先日、仙台駅前でホームレスの方から購入した『THE BIG ISSUE』(88号)の特集が、「知らなかったアフリカ、新しいアフリカ」だった。そのなかで、松田素二氏によって語られるアフリカの捉え方が興味深い。突然まったく別の民族になることができるエスニック・チェンジ(民族変更)、被害者と加害者とが公の場で対面して告白しあうことで和解する方法(マンデラが用いた手法)、居候文化、都市と農耕との一体化など、他の文化にとどまらない種がありそうに感じた。

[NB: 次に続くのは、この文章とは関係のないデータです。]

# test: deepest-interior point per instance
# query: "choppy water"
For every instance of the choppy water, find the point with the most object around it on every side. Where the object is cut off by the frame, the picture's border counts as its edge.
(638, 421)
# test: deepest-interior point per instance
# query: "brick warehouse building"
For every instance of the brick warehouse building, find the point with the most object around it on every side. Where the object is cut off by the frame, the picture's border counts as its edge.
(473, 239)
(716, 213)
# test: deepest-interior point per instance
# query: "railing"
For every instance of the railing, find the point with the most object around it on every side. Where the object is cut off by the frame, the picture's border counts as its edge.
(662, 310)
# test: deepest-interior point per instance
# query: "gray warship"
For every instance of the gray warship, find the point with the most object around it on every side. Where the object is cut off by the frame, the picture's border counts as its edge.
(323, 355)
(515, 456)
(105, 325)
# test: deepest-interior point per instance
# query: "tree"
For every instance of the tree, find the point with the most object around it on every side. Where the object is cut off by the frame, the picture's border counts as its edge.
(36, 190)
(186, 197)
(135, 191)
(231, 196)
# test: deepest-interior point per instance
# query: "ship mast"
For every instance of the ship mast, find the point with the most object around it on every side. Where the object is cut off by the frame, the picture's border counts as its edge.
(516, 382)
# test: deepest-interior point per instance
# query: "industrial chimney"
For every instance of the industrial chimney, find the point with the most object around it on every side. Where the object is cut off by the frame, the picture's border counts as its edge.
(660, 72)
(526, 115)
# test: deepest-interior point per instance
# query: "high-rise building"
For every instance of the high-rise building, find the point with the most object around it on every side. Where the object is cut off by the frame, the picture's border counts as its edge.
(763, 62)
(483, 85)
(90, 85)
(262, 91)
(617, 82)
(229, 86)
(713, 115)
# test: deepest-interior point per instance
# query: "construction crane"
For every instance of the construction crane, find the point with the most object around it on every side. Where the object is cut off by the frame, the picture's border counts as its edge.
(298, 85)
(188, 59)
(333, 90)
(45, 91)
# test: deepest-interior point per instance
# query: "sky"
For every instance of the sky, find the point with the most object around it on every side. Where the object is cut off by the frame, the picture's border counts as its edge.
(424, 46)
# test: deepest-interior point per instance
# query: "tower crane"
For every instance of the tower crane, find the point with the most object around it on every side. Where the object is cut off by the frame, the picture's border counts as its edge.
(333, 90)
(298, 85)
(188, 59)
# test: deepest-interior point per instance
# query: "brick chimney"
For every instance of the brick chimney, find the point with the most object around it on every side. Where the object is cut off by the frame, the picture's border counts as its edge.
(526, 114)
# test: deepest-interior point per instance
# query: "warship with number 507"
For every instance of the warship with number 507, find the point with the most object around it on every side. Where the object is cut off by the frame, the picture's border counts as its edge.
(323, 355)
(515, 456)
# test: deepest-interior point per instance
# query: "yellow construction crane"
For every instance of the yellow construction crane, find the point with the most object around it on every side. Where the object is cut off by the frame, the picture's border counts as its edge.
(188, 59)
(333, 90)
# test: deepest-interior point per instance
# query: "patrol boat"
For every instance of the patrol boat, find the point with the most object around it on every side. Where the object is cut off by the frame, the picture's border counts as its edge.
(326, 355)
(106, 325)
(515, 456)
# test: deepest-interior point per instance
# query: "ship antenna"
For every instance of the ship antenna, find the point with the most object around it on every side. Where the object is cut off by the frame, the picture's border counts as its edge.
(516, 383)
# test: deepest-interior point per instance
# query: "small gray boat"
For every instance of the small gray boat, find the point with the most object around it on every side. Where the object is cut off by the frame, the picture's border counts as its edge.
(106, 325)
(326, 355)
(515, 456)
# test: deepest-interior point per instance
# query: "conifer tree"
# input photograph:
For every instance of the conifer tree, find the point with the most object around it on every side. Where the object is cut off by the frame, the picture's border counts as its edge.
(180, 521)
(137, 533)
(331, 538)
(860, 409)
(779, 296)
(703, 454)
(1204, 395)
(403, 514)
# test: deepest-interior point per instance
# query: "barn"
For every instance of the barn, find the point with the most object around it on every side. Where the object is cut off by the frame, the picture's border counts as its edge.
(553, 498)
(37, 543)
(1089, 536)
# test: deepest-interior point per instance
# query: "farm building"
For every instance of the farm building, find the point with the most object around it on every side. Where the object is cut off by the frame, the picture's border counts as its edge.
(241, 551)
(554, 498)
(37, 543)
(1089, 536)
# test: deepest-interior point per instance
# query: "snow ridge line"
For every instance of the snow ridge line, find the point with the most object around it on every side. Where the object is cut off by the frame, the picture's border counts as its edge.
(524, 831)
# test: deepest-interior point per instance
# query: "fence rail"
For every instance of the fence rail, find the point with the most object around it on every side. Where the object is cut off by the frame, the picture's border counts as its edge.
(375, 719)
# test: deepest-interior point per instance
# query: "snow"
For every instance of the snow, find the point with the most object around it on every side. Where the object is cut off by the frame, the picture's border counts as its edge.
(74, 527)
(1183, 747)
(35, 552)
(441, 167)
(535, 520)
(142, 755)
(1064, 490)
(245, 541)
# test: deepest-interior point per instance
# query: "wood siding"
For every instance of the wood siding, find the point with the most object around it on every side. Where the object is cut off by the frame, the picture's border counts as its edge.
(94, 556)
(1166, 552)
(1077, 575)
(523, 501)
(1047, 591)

「グローバル化の中心から見れば、彼らは端っこの端っこに位置する米粒以下の存在かもしれません。しかし、彼らはそうした巨大な力に唯々諾々と従っているのではなく、むしろそうした力を飼い慣らして、自分たちの生きやすいように仕組みを組み替えていく。」
「つまり、アフリカを考えるということは、単に遅れた社会だから援助したり、彼らが知らないことを教えてあげるというものではなく、普段、私たちが当然のものとして受け入れている市民社会や自由平等の人間観、民主主義、人権観などを疑ってみるということなんです。」
(松田素二氏のコメント)
『THE BIG ISSUE』(88号)より
この対極にあるスタンスがオリエンタリズムであることは言うまでもないことだろう。かつて(これまで)西洋が日本を含む第三世界をどのようなまなざしで視ていたのか、という視点で組み立てられた展覧会が以前あった。『異文化へのまなざし』(世田谷美術館、1998年)である。必ずしも単純に略奪の歴史とだけみるわけにはいかないのが興味深いところだが、ここには、典型というべき大英博物館所蔵のものが並べられていた。
「アフリカ人の「裸体性」は、子どものような無垢と意図的な放縦さのいずれにも解釈可能である。19世紀をつうじて、アフリカはヨーロッパの植民地主義による救済をまつ荒野であるという見方がますます優勢になっていったのは、統計的にも疑いないが、もうひとつの選択肢(※理想郷)もつねに開かれていたのである。」(ナイジェル・バーリー「オロクンのひとつの顔―――西洋人のアフリカ観」、『異文化へのまなざし』図録所収)
ベニン王国の装飾品(16世紀、19世紀)」(『異文化へのまなざし』図録)
大英博物館におさめられている記録やオーナメントの類が、本来その地にあって自発的なものかどうかはわからないが、オリエンタリズム的視線により発生した(「発見」も、経済的な「創生」も含む)ものも多くあるのだろうと思える。
それに対して、『ヴォーグ』などで活躍した写真家アーヴィング・ペンが、ダオメ共和国(現在はベニンの南部)を訪れ、女性たちや神像を撮った写真集『DAHOMEY』(Hatje Cantz Verlag、2004年)には、そのような枠から相当逸脱しているイメージが記録されている。ローライを使い、場合によっては簡易スタジオを作ってまで撮った写真群のクオリティは完璧である。(だから、これもオリエンタリズム的だ、と言うことは、勿論できる。)
写真の大半を占めるレグバ神は、マウ神の7番目の末子であり、トリックスターであり、神の言葉を伝える者だとされる。またペン自らの説明によると、粘土でつくり、鶏や鷺の羽でヒゲをつけ、コヤス貝や黒い石を眼に見立て、さらに動物の角や犬の歯までくっつけている。そして毎日、生贄の山羊や鶏の血を、椰子油とまぜて塗りたくり、卵の黄身をまわりに配している。
1967年の記録だが、「再発見」され、2004年に駒場の日本民藝館に巡回してきたときに観た(ほかにはパリとヒューストン)。写真集はそれにあわせて発刊されたものだ。40年前ながら、そのものの力、それからアーヴィング・ペンの技術、ローライのレンズ(型式が不明なのでプラナーかテッサーかビオメターかなど不明)、フィルムの力などにより、今でも衝撃がある。